A TAK1 cytokine toxicity checkpoint controls anti-cancer immunity

ABSTRACT

Cancer immunotherapies benefit only a subset of patients, highlighting the need to define tumor-intrinsic mechanisms of immune evasion. Using a kinome-wide CRISPR-Cas9 screen, we identify MAP3K7 (transforming growth factor beta-activated kinase 1 [TAK1]) as a checkpoint that protects cancer cells from CD8+ T cell-mediated killing. TAK1 integrates tumor necrosis factor (TNF) and interferon gamma (IFNγ) signals to drive a cytoprotective response that blocks cytokine-induced death and prevents bystander killing by perforin-deficient T cells. Inhibition of TAK1 redirects TNF/IFNγ signaling toward apoptosis via RIPK1 and caspase-8 while simultaneously amplifying IFNγ outputs to further prime cells for cytokine-driven death. Mechanistically, TAK1 loss triggers proteasomal degradation of cFLIP, promoting complex II formation and undermining protective pathways.
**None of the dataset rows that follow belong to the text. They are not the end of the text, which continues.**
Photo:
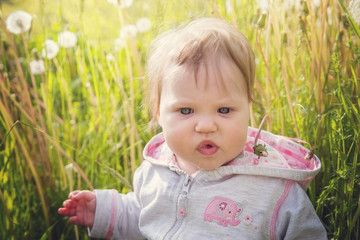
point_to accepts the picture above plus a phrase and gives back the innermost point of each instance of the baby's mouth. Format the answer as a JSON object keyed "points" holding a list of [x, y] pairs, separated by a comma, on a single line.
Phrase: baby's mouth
{"points": [[207, 148]]}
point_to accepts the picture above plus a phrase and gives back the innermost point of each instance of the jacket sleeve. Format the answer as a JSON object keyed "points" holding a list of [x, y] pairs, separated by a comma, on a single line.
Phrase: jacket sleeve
{"points": [[116, 215], [297, 218]]}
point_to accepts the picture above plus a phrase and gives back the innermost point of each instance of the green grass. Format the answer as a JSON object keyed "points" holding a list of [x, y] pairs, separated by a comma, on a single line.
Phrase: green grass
{"points": [[88, 111]]}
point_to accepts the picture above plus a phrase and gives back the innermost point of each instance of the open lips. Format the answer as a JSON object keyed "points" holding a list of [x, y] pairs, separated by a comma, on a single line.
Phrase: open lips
{"points": [[207, 148]]}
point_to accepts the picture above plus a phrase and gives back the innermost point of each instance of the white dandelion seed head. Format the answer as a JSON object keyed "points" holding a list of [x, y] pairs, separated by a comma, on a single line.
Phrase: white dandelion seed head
{"points": [[37, 67], [18, 22], [121, 3], [128, 31], [143, 25], [354, 9], [51, 49], [67, 39]]}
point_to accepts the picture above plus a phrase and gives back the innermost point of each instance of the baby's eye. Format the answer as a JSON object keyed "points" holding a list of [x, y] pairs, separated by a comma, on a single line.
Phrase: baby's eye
{"points": [[223, 110], [186, 111]]}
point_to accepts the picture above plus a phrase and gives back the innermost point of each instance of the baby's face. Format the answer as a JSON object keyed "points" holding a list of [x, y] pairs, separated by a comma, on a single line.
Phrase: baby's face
{"points": [[204, 123]]}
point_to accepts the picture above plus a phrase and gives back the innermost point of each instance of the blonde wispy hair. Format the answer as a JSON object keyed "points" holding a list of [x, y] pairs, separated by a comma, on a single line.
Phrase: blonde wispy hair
{"points": [[198, 43]]}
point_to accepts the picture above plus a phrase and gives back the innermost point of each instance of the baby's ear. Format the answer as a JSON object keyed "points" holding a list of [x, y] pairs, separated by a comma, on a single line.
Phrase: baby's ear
{"points": [[158, 119]]}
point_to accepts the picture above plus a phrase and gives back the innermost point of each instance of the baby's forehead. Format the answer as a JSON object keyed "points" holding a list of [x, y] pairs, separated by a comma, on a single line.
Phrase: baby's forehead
{"points": [[220, 72]]}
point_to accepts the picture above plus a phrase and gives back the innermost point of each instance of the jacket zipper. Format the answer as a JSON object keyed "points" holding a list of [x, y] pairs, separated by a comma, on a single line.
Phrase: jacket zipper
{"points": [[180, 207]]}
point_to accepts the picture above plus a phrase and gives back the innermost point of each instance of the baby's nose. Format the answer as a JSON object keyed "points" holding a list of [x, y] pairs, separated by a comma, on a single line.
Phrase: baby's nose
{"points": [[206, 124]]}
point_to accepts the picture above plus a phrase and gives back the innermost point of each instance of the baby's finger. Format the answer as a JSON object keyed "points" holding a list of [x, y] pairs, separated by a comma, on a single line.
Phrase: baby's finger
{"points": [[69, 203], [73, 194], [75, 220], [86, 195], [65, 211]]}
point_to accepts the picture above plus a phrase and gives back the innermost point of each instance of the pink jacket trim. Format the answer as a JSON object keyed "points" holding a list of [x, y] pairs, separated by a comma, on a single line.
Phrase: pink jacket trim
{"points": [[113, 214], [278, 205]]}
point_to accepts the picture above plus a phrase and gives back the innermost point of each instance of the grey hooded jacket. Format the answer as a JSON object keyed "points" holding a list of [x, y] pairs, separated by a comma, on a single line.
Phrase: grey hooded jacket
{"points": [[248, 198]]}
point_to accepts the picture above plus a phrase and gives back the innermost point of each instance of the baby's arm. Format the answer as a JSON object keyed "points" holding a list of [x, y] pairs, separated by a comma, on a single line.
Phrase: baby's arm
{"points": [[297, 218], [80, 208]]}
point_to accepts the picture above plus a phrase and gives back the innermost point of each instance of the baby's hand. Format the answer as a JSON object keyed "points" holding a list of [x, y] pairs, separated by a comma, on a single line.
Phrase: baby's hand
{"points": [[80, 207]]}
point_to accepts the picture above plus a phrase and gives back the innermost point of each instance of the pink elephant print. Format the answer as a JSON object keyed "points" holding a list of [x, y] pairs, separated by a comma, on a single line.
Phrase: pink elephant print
{"points": [[224, 211]]}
In immune-competent mice, TAK1 deficiency markedly impairs tumor growth, whereas immune-deficient hosts show little effect. Adoptive T cell therapy preferentially eliminates TAK1-deficient clones. These findings establish TAK1 as a tumor-intrinsic immune checkpoint and support TAK1 inhibition as a strategy to enhance cancer immunotherapy.